Parler de « Zerkalo » n'est pas aisé, en parler en terme technique sans connaître intégralement l'œuvre de Tarkovski ou sans être étudiant serait suicidaire. C'est pour ça que je n'essayerai pas de l'analyser ni de trouver tous les symboles cachés, d'autres le font très bien (google est mon ami). Non, je préfère parler de ce que j'ai ressentit face à ce miroir, le cinéma de Tarkovski est avant tout une affaire de symbolisme, une affaire de sensations et de goûts. Généralement, ses films sont catégorisés comme expérimentales ou contemplatifs, pourtant qu'ils durent 1H30 ou 3H, on ne s'ennuie jamais. La preuve avec « Stalker » qui pour moi a été ma plus belle expérience cinématographique et sensorielle à l'heure actuelle.
Le miroir se place dans la lignée de Stalker, de 5 ans sont aîné, il annonce ce futur chef d'œuvre mais sans en atteindre l'homogénéité. Le miroir est beau, pendant 105 min, j'ai suivit les mouvements de la caméra avidement pendant qu'elle m'entraînait dans les limbes obscurs de cette histoire. Malgré ces mouvements de caméras réfléchis et complexes, je n'ai jamais vu une telle fluidité dans la manière de filmer, la sensation d'être à la place de la caméra est poignante. L'immersion est totale, la narration éclatée et reconstitué, nous laisse entrevoir les réminiscences de plusieurs vies. Le travail sur la mémoire collective et individuelle a eu lieu tant au niveau visuel qu'écrit. Il adopte pourtant une manière de filmer, à la fois contemplative et glauque, alternant des moments de pure plénitude et dérangeants sur fond sonore lancinant. Les scènes font plus penser à des tableaux persistants sortis tout droit d'un rêve.

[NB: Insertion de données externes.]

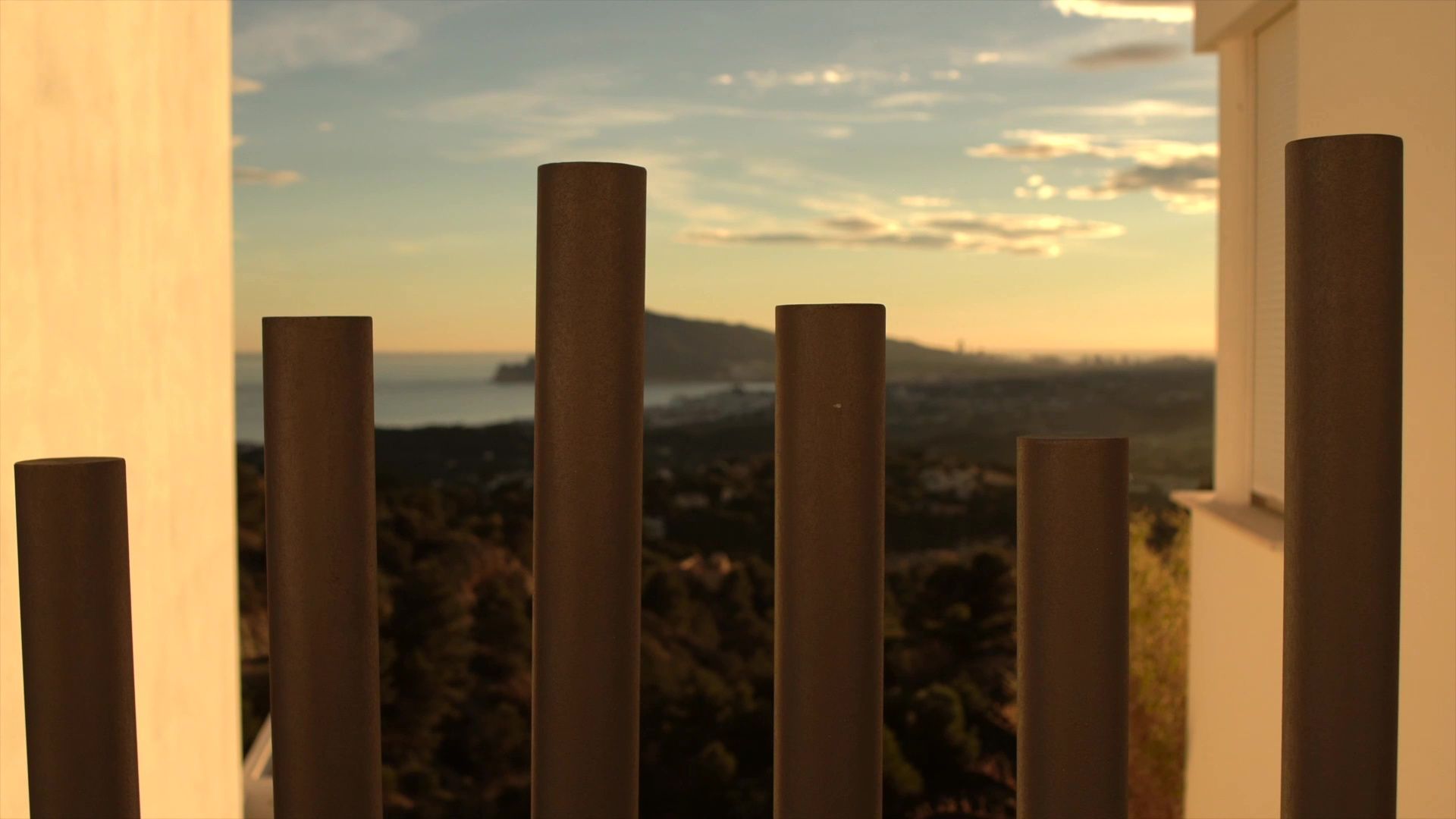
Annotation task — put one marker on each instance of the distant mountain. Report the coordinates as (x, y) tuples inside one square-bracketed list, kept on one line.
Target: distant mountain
[(682, 349)]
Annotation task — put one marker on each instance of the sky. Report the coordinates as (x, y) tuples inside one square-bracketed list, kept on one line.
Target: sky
[(1011, 175)]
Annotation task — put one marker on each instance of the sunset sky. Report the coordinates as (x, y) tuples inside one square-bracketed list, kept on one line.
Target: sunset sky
[(1017, 175)]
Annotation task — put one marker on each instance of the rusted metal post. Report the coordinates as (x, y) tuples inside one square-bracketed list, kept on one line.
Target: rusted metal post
[(322, 594), (829, 561), (1072, 627), (1341, 475), (80, 714), (590, 248)]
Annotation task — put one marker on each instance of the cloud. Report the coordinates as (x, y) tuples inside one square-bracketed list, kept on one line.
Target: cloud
[(821, 76), (913, 99), (299, 36), (1037, 145), (1150, 11), (1128, 55), (243, 85), (1036, 188), (251, 175), (1139, 110), (1034, 145), (563, 110), (1024, 235), (925, 202), (1185, 186)]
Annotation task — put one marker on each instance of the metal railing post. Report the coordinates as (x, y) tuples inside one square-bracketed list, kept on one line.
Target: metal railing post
[(829, 561), (587, 605), (1072, 620), (1341, 475), (322, 589), (80, 714)]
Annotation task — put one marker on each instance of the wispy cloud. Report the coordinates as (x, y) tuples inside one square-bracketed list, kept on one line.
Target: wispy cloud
[(243, 85), (1024, 235), (1036, 188), (253, 175), (563, 110), (1139, 110), (1034, 145), (1183, 175), (674, 187), (820, 76), (1128, 55), (299, 36), (1185, 186), (913, 99), (1150, 11), (927, 202)]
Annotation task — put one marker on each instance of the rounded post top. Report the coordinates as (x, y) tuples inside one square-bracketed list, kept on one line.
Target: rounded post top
[(1346, 137), (341, 319), (1332, 146), (560, 167), (1053, 441), (69, 463), (842, 306)]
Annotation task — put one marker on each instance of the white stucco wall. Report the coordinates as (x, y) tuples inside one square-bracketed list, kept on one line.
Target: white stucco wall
[(1363, 67), (115, 338)]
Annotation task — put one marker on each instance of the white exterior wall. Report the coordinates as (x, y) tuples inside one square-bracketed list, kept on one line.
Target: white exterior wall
[(1363, 67), (115, 338)]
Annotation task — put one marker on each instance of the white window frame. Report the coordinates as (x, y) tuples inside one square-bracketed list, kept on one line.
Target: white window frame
[(1234, 403)]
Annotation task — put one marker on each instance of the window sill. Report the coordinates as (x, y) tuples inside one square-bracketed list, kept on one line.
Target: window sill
[(1254, 522)]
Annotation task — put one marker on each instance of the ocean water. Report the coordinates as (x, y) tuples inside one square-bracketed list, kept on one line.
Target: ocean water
[(428, 388)]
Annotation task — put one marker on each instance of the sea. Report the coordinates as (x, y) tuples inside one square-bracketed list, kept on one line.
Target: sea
[(422, 390)]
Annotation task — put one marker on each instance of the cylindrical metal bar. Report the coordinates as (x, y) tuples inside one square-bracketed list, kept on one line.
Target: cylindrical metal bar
[(829, 561), (587, 610), (322, 595), (1341, 475), (80, 716), (1072, 627)]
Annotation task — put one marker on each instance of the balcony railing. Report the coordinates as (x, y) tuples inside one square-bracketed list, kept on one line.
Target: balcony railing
[(1343, 532)]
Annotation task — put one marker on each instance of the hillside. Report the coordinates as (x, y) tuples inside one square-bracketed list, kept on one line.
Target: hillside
[(680, 349)]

Le travail de la lumière, le choix de compositeurs comme Bach ou Purcell, la mise en scène, tous ces petits détails réunis donne naissance à une œuvre magistrale. Même sans pouvoir maîtrisé le scénario, le spectateur pourra admirer le travail visuel du réalisateur. Le terme de spiritualité au cinéma ne se sera jamais aussi bien appliqué aux films de Tarkovski.
L'argument expliquant le refus de la note maximale est comme je le disais le fait que Tarkovski n'est pas homogène au niveau de l'ambiance qu'il installe. Dans « Stalker », il faisait le choix de la nature et d'une sérénité menaçante violente, laissant glissé les spectateurs en douceur de la crainte à la paix. Ici, il nous brusque plus et chamboule les rythmes, c'est juste une affaire de goût après tout.